Overview
Open-label study to evaluate the safety, tolerability, pharmacokinetics, pharmacodynamics, and efficacy of a single dose of sutacimig monotherapy in participants with congenital FVII deficiency (FVIID).
Description
The objective is to administer a single dose of sutacimig and to evaluate safety, pharmacokinetics, and pharmacodynamics. Two cohorts may be evaluated. Cohort A is defined by participants with a FVII(a) level of \< 10%. Cohort B is defined by participants with a FVII(a) level of ≥10%.
Eligibility
Inclusion Criteria:
- Age 18 to 60 years, inclusive, at the time of signing informed consent.
- Diagnosis of FVIID defined by Factor VII:C activity \< 10% documented on ≥ 2 different laboratory measurements by local laboratory assessment.

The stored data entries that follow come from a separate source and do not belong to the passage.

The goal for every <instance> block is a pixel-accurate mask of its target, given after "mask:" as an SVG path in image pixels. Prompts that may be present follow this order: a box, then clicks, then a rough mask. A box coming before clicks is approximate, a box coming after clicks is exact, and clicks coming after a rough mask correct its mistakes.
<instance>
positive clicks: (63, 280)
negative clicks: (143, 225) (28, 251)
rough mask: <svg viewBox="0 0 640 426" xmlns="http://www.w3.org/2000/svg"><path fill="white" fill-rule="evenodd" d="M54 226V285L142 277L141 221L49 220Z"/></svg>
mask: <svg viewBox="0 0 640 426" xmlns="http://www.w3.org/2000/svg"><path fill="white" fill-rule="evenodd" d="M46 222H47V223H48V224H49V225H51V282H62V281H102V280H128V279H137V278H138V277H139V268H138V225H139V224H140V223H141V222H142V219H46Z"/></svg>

- Severe bleeding history characterized by history of a major bleeding event and/or receipt of recombinant activated FVII or fresh frozen plasma as treatment for bleeding or a severe clinical bleeding history as defined by the Investigator.
- Has the ability to provide informed consent to participate in the trial.
Exclusion Criteria:
- Presence of known inhibitors to FVII or FVIIa
- History of clinically significant hypersensitivity associated with monoclonal antibody therapies.
- History of venous or arterial thrombosis or thromboembolic disease, with the exception of catheter-associated superficial vein thrombosis.
- Known thrombophilia risk by the following criteria: Homozygous Factor V Leiden (FVL), compound heterozygous FVL/Prothrombin gene mutation, antithrombin \<50%, congenital protein C, and protein S deficiency with levels \<50%.
- Clinically significant comorbidity that may interfere with study participation.
- Use of concomitant therapy not permitted during the study (i.e., other platelet inhibitors, desmopressin, fibrinolysis inhibitors, except if used as local treatment \[e.g., for oral bleeds\])
- Female participants who are pregnant or breastfeeding.